You: yes, "rate limit the search endpoint"
Claude: → git checkout -b feat/PROJ-431-rate-limit-search-endpoint
→ linear-ops: transition PROJ-431 to In Progress (your rule: on branch creation)
You: open the PR
Claude: Reading dev-cycle skill…
PR title pattern: `feat(api): rate limit search endpoint (PROJ-431)`.
→ gh pr create --title 'feat(api): rate limit search endpoint (PROJ-431)' --body '…'
[PR merges]
Claude: Post-merge motion fires: close PROJ-431, post to #deploys.
→ linear-ops: close PROJ-431
→ slack-ops: post to #deploys ("PROJ-431 merged: rate limit search endpoint")
The AI doesn't have to ask you what your branch convention is, once. It reads the skill on every relevant request.

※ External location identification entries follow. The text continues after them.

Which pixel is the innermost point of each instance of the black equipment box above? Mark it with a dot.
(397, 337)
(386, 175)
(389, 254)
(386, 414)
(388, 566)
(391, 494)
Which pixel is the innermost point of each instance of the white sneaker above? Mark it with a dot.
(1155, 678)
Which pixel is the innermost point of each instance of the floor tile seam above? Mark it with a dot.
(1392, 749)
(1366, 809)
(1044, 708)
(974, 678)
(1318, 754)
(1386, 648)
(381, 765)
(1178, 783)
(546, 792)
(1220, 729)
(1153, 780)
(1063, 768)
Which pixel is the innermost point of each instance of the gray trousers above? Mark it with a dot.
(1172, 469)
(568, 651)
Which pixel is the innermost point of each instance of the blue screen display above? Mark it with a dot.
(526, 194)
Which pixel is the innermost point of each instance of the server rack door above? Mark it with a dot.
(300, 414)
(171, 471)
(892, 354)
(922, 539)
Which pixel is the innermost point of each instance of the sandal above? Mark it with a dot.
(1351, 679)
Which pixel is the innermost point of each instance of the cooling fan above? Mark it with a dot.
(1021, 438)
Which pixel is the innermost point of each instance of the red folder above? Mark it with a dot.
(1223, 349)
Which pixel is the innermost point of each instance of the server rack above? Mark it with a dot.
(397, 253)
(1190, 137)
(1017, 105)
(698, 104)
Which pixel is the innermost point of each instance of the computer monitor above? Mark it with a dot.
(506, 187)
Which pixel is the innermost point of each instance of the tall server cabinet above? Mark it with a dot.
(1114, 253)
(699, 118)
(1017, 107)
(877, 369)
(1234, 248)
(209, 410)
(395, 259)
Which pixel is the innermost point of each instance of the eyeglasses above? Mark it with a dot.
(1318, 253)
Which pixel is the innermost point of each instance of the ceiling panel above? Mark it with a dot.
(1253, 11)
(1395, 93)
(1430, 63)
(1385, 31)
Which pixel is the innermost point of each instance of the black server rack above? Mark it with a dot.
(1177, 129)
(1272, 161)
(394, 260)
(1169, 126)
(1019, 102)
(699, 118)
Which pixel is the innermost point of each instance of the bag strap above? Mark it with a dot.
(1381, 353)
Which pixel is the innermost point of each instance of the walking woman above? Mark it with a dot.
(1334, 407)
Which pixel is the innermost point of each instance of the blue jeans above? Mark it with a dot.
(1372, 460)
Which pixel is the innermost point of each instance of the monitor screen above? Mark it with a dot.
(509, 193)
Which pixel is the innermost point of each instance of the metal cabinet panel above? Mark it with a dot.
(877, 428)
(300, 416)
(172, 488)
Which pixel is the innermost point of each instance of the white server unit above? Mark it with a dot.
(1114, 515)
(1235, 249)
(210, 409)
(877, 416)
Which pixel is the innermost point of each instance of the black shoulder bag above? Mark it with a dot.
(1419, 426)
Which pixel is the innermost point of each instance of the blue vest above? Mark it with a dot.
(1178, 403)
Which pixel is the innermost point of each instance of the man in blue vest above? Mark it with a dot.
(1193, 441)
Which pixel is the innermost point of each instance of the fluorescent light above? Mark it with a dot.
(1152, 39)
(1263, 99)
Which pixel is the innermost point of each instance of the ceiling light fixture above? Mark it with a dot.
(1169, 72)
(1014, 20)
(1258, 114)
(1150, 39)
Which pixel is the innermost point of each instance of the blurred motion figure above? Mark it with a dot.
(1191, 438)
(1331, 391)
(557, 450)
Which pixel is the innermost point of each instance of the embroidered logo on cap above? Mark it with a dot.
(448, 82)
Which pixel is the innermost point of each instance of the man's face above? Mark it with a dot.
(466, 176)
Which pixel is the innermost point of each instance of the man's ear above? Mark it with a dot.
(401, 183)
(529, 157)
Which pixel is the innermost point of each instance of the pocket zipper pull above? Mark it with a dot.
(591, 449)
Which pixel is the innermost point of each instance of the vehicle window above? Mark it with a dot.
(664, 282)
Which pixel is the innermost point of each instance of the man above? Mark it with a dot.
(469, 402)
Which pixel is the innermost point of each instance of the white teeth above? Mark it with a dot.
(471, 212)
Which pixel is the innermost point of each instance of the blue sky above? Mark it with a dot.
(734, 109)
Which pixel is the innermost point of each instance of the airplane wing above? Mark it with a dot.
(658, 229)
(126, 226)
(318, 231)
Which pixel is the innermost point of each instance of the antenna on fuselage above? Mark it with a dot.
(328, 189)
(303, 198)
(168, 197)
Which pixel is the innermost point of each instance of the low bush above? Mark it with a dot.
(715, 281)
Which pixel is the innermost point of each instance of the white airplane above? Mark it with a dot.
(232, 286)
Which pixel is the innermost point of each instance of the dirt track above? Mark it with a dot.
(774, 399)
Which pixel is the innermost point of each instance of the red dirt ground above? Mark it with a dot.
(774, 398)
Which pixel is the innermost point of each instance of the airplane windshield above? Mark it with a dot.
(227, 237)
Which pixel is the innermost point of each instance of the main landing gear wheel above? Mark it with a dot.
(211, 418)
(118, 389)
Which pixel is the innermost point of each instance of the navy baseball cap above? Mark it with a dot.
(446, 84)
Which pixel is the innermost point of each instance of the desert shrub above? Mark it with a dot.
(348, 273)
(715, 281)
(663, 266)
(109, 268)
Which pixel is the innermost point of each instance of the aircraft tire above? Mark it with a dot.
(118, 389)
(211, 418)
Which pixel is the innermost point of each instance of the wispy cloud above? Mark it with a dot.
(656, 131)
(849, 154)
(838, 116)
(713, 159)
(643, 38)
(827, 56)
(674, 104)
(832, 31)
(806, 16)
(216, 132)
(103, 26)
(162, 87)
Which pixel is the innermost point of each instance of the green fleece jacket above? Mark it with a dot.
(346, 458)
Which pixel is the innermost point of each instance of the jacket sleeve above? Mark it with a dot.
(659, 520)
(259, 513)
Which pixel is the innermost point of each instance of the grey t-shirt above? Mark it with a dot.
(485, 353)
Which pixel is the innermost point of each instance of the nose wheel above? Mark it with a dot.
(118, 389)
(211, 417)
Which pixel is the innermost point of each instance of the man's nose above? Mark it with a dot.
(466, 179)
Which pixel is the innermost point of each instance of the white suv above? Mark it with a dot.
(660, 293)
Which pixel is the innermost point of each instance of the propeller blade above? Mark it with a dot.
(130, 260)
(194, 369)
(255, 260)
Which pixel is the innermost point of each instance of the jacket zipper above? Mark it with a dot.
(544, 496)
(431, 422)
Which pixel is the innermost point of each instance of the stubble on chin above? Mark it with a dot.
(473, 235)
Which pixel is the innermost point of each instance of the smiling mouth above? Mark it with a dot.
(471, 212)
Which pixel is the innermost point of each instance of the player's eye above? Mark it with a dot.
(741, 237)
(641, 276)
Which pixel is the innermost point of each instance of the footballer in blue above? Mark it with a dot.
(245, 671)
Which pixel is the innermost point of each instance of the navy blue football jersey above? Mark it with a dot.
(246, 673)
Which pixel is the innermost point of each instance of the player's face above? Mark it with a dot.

//Idempotent and Append-Only
Re-running /saikit-workflows after the playbook is written does not overwrite your answers. The binary detects the existing dev-cycle/SKILL.md and skips the playbook step entirely.
To start over, delete the file and re-run:
rm .claude/skills/dev-cycle/SKILL.md
To update one answer without re-running the whole flow, edit the section directly. Claude reads the file fresh on every session.
//Editing By Hand
The synthesized playbook is yours. Treat it like any other project-level skill:
- Add new sections (e.g. "Hotfix branch convention", "Release candidate naming").
- Refine the autonomous-mode block as you build trust with the AI.
- Cross-reference new ops skills as you add tools.
- Commit it to the repo so the rest of the team gets the same context.
/saikit-update --scope=skills does not regenerate the dev-cycle skill, it only refreshes codebase + ops skills. The playbook is treated as user-owned content.